After a delay, $T_{\mathrm{rep}}$, $Y$ starts to repress the transcription of $Z$ and $Z$ decays to a new lower steady state, $Z_{st} = \beta_{z}^{'}/\alpha$. The value of $\beta_{z}^{'}$ depends on how leaky the repression of $Z$ is by $Y$.

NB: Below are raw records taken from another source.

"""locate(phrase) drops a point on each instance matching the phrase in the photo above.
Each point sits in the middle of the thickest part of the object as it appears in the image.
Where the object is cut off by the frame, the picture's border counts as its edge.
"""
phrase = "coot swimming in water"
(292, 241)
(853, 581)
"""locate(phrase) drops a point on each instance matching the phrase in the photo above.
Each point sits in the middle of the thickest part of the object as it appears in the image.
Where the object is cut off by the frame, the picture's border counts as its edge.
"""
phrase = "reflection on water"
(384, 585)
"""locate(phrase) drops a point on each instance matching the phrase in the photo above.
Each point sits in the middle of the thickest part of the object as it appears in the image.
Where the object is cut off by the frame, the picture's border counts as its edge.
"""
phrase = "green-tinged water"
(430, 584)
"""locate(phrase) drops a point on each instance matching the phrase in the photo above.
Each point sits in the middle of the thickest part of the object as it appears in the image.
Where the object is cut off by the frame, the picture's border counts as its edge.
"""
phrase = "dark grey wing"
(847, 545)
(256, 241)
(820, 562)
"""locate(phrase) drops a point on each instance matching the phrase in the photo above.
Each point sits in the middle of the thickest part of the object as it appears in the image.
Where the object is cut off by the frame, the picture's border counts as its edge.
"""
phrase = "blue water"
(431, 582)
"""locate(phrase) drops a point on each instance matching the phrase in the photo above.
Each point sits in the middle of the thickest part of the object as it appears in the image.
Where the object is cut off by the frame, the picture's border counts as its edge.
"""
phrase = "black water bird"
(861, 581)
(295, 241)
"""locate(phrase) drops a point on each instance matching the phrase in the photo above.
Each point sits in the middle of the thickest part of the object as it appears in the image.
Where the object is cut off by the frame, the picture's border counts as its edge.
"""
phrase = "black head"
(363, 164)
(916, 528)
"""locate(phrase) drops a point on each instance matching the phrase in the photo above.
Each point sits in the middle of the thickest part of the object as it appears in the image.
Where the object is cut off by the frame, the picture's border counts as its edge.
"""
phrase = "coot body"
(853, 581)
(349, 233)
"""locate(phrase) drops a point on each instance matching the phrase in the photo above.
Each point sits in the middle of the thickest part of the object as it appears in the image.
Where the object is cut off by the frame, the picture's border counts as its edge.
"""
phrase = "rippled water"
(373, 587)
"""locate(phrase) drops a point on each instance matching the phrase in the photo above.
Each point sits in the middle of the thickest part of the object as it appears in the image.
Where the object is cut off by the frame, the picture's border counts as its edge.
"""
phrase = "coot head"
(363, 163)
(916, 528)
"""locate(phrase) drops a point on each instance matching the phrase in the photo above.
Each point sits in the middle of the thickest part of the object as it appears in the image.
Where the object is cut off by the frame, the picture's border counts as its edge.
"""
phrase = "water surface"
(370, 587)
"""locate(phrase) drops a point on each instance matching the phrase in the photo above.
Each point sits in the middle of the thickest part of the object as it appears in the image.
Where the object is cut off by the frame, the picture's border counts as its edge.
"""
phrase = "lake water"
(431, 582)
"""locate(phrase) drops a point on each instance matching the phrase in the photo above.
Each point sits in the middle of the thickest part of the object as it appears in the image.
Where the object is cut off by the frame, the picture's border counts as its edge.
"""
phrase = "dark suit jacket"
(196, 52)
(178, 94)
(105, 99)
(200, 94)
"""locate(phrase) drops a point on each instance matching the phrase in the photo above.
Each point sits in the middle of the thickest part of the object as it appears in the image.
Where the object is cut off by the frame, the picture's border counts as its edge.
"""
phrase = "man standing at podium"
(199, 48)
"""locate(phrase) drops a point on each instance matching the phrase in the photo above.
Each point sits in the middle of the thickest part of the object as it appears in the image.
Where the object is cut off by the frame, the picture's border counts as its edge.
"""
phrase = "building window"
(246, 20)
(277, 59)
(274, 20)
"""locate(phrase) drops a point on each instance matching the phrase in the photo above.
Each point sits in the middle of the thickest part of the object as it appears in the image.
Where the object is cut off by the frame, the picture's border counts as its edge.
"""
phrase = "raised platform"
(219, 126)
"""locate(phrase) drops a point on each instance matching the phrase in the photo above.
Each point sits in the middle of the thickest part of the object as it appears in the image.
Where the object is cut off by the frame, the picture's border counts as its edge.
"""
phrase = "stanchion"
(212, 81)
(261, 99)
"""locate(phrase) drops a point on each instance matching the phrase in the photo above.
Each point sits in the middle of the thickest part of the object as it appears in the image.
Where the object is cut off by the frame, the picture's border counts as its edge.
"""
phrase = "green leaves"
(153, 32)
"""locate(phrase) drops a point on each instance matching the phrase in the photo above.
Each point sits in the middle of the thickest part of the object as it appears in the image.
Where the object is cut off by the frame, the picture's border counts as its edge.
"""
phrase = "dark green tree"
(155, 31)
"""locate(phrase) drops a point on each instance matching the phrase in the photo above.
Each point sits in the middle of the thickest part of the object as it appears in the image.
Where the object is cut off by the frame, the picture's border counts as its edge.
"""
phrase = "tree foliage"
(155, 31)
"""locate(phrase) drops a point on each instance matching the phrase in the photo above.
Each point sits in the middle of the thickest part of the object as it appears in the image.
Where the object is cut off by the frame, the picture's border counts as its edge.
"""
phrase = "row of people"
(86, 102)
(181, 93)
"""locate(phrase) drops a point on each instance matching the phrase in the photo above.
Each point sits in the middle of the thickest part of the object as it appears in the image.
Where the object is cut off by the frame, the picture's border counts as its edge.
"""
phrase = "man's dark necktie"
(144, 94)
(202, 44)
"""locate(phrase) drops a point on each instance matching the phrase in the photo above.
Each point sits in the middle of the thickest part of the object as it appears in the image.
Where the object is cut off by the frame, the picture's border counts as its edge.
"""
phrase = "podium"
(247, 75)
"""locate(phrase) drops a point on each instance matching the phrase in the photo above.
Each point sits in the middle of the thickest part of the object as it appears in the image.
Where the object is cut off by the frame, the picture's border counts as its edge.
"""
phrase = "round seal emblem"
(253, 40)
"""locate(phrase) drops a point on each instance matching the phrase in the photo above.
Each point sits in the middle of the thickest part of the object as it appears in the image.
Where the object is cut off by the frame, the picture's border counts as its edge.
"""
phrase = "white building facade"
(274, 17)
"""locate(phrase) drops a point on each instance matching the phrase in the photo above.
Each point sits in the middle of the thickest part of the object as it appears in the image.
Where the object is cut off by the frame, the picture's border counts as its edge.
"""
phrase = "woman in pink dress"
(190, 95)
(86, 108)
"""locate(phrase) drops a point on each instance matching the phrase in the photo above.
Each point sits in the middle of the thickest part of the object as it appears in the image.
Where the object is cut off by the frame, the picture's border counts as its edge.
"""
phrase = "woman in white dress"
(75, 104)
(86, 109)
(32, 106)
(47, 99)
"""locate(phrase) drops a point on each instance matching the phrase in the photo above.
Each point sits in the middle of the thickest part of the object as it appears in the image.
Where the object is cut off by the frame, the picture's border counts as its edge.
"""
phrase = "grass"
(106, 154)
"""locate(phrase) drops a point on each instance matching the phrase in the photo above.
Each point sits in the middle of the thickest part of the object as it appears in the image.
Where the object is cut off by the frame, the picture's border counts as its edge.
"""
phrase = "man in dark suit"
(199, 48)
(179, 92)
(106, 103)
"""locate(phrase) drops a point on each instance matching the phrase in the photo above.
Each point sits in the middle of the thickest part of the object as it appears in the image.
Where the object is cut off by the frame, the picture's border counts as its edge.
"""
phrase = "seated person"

The dynamics of $Z$ in Phase 2 is given by:

$$ Z(t) = Z_{st} + (Z_0 - Z_{st})e^{-\alpha_{z}(t-T_{\mathrm{rep}})} $$

where $$ Z_0 = Z_{m}(1-e^{-\alpha_{z}T_{\mathrm{rep}}}) $$

Combining the two phases of Z

We can combine the two phases of $Z$ into a single function:

$$ f(X,Y) = \beta_z\Theta(X > K_{xz} \land Y < K_{yz}) + \beta_{z}^{'}\Theta(Y \geq K_{yz}) - \alpha_z Z $$

In [79]:
## Write a Python function that represents dZ/dt for the Incoherent FFL
## our dY function previously defined stays the same

def dZ_incoh(B1,B2,Kx,Ky,a,X,Y,Z):
    pass # define the function here

def dZ_incoh(B1,B2,Kx,Ky,a,X,Y,Z):
    theta = 0
    B = 0
    if (X > Kx) and (Y < Ky):
        theta = 1
        B = B1
    elif (X > Kx) and (Y >= Ky):
        theta = 1
        B = B2
    return B * theta - a * Z

In [85]:
## Write your simulation here

nsteps = 150
short_pulse = pulse(20, 25, nsteps)  # 5 sec pulse
long_pulse = pulse(50, 100, nsteps)  # 50 sec pulse
X = short_pulse + long_pulse

# setup parameters for Y and Z
Y = [0]
betay, alphay = 0.2, 0.1
Kxy = 0.5

Z = [0]
betaz1, betaz2 = 0.2, 0.001
alphaz = 0.1
Kxz = 0.5
Kyz = 0.5

for i in range(nsteps):
    xnow = X[i]
    ynow, znow = Y[-1], Z[-1]
    
    ynew = ynow + dY(betay, Kxy, alphay, xnow, ynow)
    znew = znow + dZ_incoh(betaz1, betaz2, Kxz, Kyz, alphaz, xnow, ynow, znow)
    
    Y.append(ynew)
    Z.append(znew)
    

# draw each trace as a subfigure
# subfigures stacked in a vertical grid

subplot2grid((3,1),(0,0))
plot(X, 'k', label='X', linewidth=1)
legend()
ylim(0,1.1)

subplot2grid((3,1),(1,0))
plot(Y, 'b', label='Y', linewidth=2)
legend()
ylim(0,2.1)

subplot2grid((3,1),(2,0))
plot(Z, 'r', label='Z', linewidth=2)
legend()
ylim(0,0.7)
pass


Dynamics of the Incoherent FFL

Note that the stimulus amount of $Z$ in the system initially increases, but then decreases to a lower steady even when the initial stimulus persists. This system thus generates pulse-like dynamics to a persistent signal. How pulse-like the signal is depends on the ratio of $\beta_z$ to $\beta_{z}^{'}$. We define the repression factor, $F$, as follows:

$$ F = \frac{\beta_z}{\beta_{z}^{'}} = \frac{Z_m}{Z_{st}} $$

Modeling Challenge

See if you can come up with a reasonably small set of coupled ODEs for one of the signaling or regulatory networks you've learned about in this mini-term.